By the time she turned 8 years old, her slow growth became more pronounced.

"That's when she had completely fallen off the growth chart," said Stacey.

Bone scans showed Schutt had the bones of a 6-year-old.

At the time, she was diagnosed as a late bloomer and the family was told to closely monitor her size.

"They call it short stature. She (the doctor) thought that was what was going to happen with her. Just she would be a little bit later to grow than her peers, but she would catch up eventually," Stacey recalled.

But at age 11, it seemed she had stopped growing completely. They went to see a different specialist.

More testing found Schutt had a cyst on her pituitary gland in her brain and she wasn't producing enough Human Growth Hormone (HGH).

For her family, finally having an answer was a relief.

"I mean, we were all very happy that we finally had a reason and that there was a treatment for it," Stacey said.

HGH controls organ and tissue growth, it also helps regulate metabolism and blood pressure.

"It's not just about making her taller," said Stacey, who is also a nurse. "It helps her joints grow, it helps her tissues grow, it helps her bones grow her organs, her cells. It's a necessary hormone."

Treatment is considered easy and effective: 1 shot of HGH every day.

Schutt will likely have to take it until she turns 19 but getting the medication she needs was much harder than her family anticipated.

"She was at school and was so uncomfortable that she had to call me and say my arm is on fire. It's red, it's raised, and it's so itchy," Stacey said.

Two weeks into her daily shots, it became apparent that Schutt was allergic and the response was getting worse.

Their doctor believed preservatives in the medicine were the cause and submitted for a preservative-free brand.

That request was denied by their insurance.

"So our next step was to appeal it," Stacey said.

This time the doctor wrote a letter explaining Schutt's reaction and why they needed the preservative-free version to be covered.

Denied again.

"They said the only drug they would cover would be the one that she already received, and that she had the allergic reaction to. So we had no other alternatives, except to pay for it out of pocket," Stacey said.
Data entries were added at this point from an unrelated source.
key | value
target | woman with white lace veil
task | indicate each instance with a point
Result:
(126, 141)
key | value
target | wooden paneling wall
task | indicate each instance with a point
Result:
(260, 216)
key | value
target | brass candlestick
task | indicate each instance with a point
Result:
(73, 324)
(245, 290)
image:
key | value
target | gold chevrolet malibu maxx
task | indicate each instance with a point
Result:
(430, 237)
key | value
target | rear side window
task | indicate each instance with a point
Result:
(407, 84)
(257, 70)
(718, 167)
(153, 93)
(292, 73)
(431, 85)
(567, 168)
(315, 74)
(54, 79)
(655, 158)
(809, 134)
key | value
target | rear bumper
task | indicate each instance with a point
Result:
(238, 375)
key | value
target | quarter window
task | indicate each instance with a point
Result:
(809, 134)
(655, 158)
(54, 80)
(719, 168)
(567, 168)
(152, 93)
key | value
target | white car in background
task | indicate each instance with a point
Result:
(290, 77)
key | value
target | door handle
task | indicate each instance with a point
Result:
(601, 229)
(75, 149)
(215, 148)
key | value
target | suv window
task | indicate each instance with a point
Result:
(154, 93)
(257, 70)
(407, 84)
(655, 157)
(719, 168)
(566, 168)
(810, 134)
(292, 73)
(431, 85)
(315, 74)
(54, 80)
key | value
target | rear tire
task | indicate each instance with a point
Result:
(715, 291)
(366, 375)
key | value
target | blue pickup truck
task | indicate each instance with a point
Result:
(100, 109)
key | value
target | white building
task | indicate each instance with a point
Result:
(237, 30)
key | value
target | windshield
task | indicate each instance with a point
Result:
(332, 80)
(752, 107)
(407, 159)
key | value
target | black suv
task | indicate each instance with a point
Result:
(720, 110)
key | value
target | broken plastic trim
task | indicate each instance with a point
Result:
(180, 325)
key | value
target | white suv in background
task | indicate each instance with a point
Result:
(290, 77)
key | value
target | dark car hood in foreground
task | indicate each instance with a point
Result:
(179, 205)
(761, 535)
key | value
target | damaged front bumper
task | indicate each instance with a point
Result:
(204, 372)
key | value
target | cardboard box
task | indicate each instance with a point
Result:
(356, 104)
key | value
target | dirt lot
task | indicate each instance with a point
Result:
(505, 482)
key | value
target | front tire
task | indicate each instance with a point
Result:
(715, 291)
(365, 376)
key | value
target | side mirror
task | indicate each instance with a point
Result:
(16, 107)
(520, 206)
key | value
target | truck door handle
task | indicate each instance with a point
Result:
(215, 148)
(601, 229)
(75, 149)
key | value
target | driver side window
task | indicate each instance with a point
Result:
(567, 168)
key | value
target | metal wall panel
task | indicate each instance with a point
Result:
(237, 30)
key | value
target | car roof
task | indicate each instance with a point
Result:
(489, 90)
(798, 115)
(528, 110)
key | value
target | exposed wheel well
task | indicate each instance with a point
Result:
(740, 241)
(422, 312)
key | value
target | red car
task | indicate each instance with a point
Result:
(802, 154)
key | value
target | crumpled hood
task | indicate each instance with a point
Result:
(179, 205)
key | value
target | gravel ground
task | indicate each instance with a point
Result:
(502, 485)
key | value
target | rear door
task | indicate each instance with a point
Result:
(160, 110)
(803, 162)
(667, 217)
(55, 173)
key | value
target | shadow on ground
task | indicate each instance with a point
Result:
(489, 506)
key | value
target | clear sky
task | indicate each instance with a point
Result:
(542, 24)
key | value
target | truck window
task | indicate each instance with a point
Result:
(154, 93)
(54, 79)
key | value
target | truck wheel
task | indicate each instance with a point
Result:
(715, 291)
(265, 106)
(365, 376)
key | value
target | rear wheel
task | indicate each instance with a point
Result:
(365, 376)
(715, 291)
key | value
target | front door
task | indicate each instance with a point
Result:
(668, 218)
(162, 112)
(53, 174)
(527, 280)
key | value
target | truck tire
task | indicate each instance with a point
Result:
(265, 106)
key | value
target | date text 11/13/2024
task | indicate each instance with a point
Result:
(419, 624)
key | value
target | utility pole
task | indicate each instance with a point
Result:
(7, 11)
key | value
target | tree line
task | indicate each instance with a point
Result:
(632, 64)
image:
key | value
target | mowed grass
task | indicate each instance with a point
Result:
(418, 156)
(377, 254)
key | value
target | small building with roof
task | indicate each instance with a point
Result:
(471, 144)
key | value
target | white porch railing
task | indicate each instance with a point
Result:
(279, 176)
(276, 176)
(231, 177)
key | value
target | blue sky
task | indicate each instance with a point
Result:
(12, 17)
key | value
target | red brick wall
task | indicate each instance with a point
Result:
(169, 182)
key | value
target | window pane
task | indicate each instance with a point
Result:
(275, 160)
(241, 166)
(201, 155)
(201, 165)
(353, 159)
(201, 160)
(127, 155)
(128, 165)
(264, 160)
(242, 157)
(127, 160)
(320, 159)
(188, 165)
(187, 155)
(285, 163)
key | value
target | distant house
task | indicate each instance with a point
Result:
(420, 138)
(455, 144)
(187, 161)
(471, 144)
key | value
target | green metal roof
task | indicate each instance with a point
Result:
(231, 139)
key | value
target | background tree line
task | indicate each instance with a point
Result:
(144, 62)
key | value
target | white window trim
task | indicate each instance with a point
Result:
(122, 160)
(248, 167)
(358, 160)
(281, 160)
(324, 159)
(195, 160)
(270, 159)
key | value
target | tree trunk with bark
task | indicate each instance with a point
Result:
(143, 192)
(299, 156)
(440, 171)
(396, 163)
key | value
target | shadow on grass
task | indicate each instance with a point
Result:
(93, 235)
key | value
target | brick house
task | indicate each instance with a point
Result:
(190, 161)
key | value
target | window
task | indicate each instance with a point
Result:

At a cost of nearly $16,000 for an 84-day supply.

Stacey and Doug said they spent hours every day trying to reach someone to explain their situation but could never get past frontline call center workers.

"They don't even give the last names for the appeal coordinators," Doug said. "We don't even know if these are real people that are actually looking at these appeals."

"To them, our daughter is just this piece of paper. You know, they don't know her. They don't know her story," Stacey said.

Erin Bradshaw is with Patient Advocate Foundation, a non-profit that helps people with chronic or life-threatening illnesses access treatment. The organization was not involved in the Schutt family's case but told ABC15 that a case like theirs should not have been as difficult as it was to fight.

"Some things are hard to appeal. And other things like this shouldn't really be so challenging," she said.

But if it is, she said patients have the right to fight it.

"The Affordable Care Act instituted a standard protocol around how appeals should be," she said.

Typically, Bradshaw said patients get three appeals with the final being an independent review by a third party whose decision is binding.

But before getting to that last appeal, Bradshaw recommends involving your state's insurance regulator and perhaps more importantly your employer.

"Because they are your benefit administrator," she said. "I think it's important that they know that there are challenges that you're facing, accessing your benefits."

And that's exactly what the Schutts did.

Doug's company went to the insurance company's corporate representative on their behalf.

An exception was approved and Schutt should be covered through the end of the year.

"We'll fight. We'll keep fighting," Stacey said. "We're her parents, our job is to protect her and take care of her. And we'll do whatever we can."